Highly Efficient User Profile Management in Petabyte-Scale Hadoop-based Data Warehouse

10 Oct 2015

Traditionally the user profile data are stored and managed in the data warehouse. The user profile can be frequently updated to reflect the changes of user attribute and behavior. Moreover, it is critical to support a fast query processing for profile analytics. These basic requirements become challenging in the big data system, as the scale of profiles have reached a point (over petabytes) that the traditional data warehousing technology can barely handle.

The challenges mainly come from two aspects: the updating process is costly as the daily change can be huge and on the other hand the query performance must keep being improved as the input is rapidly increasing. For example the daily changes in the big data system can be more than terabytes, which makes data updating very expensive and often slow (big latency).

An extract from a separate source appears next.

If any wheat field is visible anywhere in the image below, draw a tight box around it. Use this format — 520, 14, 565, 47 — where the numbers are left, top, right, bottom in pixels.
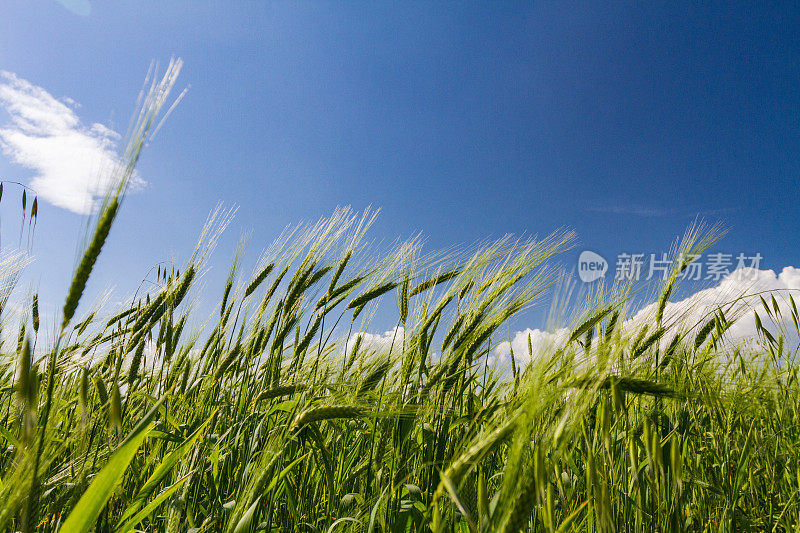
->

The traditional data warehouse provides a standard solution to the problem of user profile management and analytics, however the data scale that it normally deals with is not satisfactory. The data size in the traditional data warehouse is usually up to tens of terabytes. In the big data system, the petabyte-scale data store is quite normal, such that it is difficult for the traditional data warehouse to store and manage so many user profiles in an efficient way.

At Turn, we come up with an integrated solution to the highly efficient user profile management. Basically we build a data warehouse based on the Hadoop file systems. The size of data stored in the data warehouse can be on a petabyte scale. The data can be stored in row-based or columnar layouts in the data warehouse, such that it can provide both an efficient updating performance and a fast profile analytics.

Architecture

The architecture of the profile management system is mainly composed of the following components:

1. Operational Data Store (ODS)
2. Analytics Data Store (ADS)
3. Parallel ETL
4. Cluster Monitor
5. Database
6. Query Dispatcher
7. Analytics Engine

Every day there is a huge amount of data generated from the front-end system, like ad servers. The Parallel ETL (PETL) is a process running in the cluster to collect and process these data in parallel and store them in the Operational Data Store (ODS). The status of the PETL, like what data have been processed, is collected by the cluster monitor and kept in the Database.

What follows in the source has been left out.